Malgré ses efforts, les leviers dont dispose encore la France restent cependant minimes. Ses buts en Syrie n’ont pas changé. Il s’agit de lutter contre le terrorisme et d’aider à trouver «une solution politique inclusive» – notamment vis-à-vis des sunnites – sans laquelle il serait illusoire, prévient Paris, de penser pouvoir éradiquer Daech et le djihadisme. «Une victoire de Bachar el-Assad et des Russes ne permettra pas de rétablir un équilibre géostratégique et la paix entre communautés. Il faut des élections et une nouvelle Constitution», affirme une source haut placée. Mais il le reconnaît: «Il faut prendre acte du fait qu’il y a des choses qu’on ne peut plus faire et que notre influence s’est érodée. Ceux qui ont l’avantage au niveau politique sont ceux qui l’ont au niveau militaire. Avec le retrait des Américains, notre capacité à contrôler l’évolution de la politique intérieure syrienne va devenir très faible.»

Pouvoir de nuisance

La désillusion est d’autant plus grande que les débuts de Donald Trump en Syrie avaient été prometteurs. Contrairement à son prédécesseur Barack Obama qui avait lâché ses alliés français au dernier moment et refusé de répondre à un massacre chimique en août 2013, le nouveau président américain a frappé deux fois des installations du régime syrien quand il s’est installé à la Maison-Blanche.

La France peut encore agir grâce à son siège de membre permanent au Conseil de sécurité de l’ONU, qui donnera son aval à la paix syrienne quand elle arrivera. Elle a aussi récemment été sollicitée par la Russie, qui n’a pas réussi seule à transformer sa victoire militaire en Syrie en succès politique. Les conversations entre Emmanuel Macron et Vladimir Poutine n’ont pour l’instant débouché sur aucune mesure concrète. Mais Paris se félicite, comme le dit un diplomate, «d’avoir un pouvoir de nuisance vis-à-vis de la Russie». La France reste en outre l’un des rares pays, avec la Russie, qui parle à tout le monde dans la région. «À un moment, elle devra faire partie de la solution», espère un haut diplomate.

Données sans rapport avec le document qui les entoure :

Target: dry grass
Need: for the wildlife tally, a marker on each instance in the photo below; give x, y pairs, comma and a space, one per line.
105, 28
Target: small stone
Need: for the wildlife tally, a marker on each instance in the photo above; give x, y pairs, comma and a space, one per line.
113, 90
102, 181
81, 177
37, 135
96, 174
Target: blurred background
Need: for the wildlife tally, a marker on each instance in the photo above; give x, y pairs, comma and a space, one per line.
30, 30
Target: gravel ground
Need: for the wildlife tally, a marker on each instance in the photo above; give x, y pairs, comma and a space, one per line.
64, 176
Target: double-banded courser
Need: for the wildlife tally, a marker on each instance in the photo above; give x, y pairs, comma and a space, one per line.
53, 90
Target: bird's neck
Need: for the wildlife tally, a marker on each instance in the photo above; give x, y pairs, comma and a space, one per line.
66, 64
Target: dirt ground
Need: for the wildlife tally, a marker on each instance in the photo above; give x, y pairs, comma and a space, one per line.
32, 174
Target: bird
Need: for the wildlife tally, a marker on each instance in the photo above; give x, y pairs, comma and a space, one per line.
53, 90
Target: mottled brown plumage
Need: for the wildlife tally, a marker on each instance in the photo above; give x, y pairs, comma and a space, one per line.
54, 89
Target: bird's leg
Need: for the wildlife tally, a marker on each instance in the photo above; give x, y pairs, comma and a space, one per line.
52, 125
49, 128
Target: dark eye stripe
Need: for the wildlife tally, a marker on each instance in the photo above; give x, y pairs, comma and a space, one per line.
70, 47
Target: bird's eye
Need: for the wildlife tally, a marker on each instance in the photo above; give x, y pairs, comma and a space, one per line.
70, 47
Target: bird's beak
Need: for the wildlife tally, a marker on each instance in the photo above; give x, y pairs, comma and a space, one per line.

Pour l’heure, les perspectives d’avenir ne sont guère enthousiasmantes. Les Nations unies ont été court-circuitées par la Russie, l’Iran et la Turquie. La confiance envers l’allié américain a été sérieusement ébranlée. «Et le fait que la politique américaine en Syrie et en Iran est à la fois incohérente et contradictoire n’empêchera peut-être pas Donald Trump de se retirer un jour de tout le Moyen-Orient», prévient un haut diplomate.